By Bonnie J. Wallace
Some academic researchers believe that the excessive consumption threatening our planet finds its roots in “people’s innate desire for status that improves reproductive opportunities.” They provide evidence that this tendency is neither a product of Western culture, capitalism, or advertising, but reaches back to ancient Egypt, feudal Europe, and Amazon tribes etc. (See The Evolutionary Bases for Sustainable Behavior: Implications for Marketing, Policy, and Social Entrepreneurship).
The overall strategic takeaway from accounting for the human desire for relative status is that requesting that people be content with their current status, or worse, lower their status, is very unlikely to succeed. Instead, they offer several ways that are likely to work with this drive and produce greener behavioral choices. Competitive altruism and imitation are two impulses that can be effectively used for green marketing purposes.
Competitive altruism suggests that people can be motivated to act in ways that support the environment if their actions are visible to others, and thus support their relative status. For example, sales on the Toyota Prius, a car that visibly broadcasts its owner’s green cred, remained nearly flat between 2005 and 2006, despite the introduction of significant U.S. pro-environmental tax credits for 2006. However, 2007 Prius sales increased by 68.9% over 2006 sales, coinciding with expiration of its tax credits, further bolstering the theory that not only did the tax credit not boost sales, but that the higher price increased its desirability as a status signal, communicating the driver’s level of commitment to being environmentally responsible. This is not to imply that tax credits don’t work as motivators, particularly in the absence of visible indicators of competitive altruism. It may suggest that the desire for relative status is more powerful than the desire to save money, however.
Imitation—or unconsciously copying the behavior of others—is an adaptive trait that saves us from the cost of individually learning everything through trial and error. Because this strong inclination toward mimicry is much more powerful than any “should,” if people can be persuaded that many others are following the desired behavior, they are more likely to follow suit. This strategy has been employed successfully to increase rates of recycling, decrease littering, and energy use.
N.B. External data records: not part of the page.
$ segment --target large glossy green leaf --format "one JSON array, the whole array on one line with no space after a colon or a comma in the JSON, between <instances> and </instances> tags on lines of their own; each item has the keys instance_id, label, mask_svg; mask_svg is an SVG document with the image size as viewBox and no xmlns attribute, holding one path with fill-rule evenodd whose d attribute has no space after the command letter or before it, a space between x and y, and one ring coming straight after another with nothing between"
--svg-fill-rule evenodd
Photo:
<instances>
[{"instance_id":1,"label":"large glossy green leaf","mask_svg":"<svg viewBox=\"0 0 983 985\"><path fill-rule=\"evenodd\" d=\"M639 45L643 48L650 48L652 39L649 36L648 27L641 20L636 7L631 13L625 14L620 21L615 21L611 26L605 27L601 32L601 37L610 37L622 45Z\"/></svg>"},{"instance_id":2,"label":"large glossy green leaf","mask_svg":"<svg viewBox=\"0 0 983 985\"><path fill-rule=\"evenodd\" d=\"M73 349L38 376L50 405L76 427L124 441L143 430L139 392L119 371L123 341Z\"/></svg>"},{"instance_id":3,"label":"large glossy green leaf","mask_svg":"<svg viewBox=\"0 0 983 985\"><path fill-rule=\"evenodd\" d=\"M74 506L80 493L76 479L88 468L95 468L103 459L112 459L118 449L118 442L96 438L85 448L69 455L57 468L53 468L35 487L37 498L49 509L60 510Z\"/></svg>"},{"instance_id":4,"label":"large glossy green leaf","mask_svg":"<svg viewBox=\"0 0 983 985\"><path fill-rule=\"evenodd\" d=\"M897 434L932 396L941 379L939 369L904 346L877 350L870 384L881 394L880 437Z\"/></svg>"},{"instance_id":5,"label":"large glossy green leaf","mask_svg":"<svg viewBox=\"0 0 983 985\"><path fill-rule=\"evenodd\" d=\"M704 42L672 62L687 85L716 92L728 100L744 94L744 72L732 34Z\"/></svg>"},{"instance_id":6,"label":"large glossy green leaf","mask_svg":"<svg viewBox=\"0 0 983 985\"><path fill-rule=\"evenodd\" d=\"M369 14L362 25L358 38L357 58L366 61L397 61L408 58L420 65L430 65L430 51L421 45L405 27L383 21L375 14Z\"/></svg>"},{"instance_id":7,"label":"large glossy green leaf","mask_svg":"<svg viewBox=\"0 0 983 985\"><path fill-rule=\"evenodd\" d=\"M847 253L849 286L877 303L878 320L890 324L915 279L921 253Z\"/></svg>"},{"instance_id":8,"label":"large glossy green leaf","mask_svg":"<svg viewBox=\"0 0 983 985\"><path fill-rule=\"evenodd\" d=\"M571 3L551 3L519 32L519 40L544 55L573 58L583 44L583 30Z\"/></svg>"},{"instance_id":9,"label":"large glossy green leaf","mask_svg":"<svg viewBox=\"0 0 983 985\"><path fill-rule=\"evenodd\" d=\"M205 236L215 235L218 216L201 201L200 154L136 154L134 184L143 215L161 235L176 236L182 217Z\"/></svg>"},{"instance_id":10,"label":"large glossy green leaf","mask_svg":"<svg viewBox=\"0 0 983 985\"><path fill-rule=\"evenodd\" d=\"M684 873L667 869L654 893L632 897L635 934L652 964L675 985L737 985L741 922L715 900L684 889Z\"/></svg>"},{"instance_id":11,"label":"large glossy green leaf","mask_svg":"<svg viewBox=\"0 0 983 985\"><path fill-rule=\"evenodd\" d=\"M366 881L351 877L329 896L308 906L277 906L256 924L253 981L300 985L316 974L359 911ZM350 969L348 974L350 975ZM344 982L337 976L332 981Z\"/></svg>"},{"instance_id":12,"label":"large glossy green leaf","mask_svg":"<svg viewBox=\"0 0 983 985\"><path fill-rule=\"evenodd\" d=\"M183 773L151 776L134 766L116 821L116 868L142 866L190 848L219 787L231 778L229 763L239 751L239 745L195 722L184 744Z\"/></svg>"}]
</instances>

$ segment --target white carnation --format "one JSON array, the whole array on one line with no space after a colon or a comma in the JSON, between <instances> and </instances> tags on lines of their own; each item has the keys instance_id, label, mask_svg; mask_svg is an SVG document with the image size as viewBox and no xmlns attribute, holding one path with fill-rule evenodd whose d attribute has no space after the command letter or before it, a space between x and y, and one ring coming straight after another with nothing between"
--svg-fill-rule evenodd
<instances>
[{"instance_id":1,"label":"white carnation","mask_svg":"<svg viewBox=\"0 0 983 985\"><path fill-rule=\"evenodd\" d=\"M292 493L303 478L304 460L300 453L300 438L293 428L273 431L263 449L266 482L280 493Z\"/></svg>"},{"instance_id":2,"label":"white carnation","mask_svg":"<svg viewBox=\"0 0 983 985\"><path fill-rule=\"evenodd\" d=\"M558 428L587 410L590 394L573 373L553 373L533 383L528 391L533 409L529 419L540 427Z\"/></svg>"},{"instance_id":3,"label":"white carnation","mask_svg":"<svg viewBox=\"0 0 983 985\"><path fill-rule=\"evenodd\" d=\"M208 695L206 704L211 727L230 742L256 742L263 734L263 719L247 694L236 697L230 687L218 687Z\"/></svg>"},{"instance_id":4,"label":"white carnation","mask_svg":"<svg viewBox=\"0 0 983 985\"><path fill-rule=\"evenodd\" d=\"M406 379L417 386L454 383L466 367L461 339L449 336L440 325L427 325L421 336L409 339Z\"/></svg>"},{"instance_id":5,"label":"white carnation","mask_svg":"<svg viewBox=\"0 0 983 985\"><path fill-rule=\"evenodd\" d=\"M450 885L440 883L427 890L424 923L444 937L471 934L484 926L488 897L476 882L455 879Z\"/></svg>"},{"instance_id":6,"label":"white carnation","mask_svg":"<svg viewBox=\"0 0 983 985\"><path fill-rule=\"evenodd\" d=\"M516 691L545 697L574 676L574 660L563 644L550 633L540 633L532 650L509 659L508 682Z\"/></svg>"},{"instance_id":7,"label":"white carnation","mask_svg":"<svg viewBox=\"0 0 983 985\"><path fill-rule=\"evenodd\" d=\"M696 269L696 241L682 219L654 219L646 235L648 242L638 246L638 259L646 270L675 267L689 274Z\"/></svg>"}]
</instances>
The key to effective messaging is framing the statistics to emphasize the large number of people engaging in the desired behavior, even if they are still a true minority. The authors suggest the example of reframing a carpool statistic from relative numbers “(‘5% of city residents carpool each week’ to absolute numbers ‘more than 250,000 city residents carpool each week!’).” Speaking for myself, 5% seems unimpressive, and 250k seems incredibly impressive.
While it may not be big news that the human impulse toward competition and imitation is a strong driver for destructive behavior, I find evidence for its evolutionary basis to be compelling. A little tweaking of marketing efforts can use those impulses to create greener, more constructive outcomes.
Bonnie J. Wallace is a freelance writer living in Los Angeles, specializing in responsible business. She holds a Sustainable MBA from Bainbridge Graduate Institute as well as a strong belief in business as a tool for transformation. When she’s not writing, Bonnie enjoys exploring ways that art can create community, and performing her supporting role as a stage mom.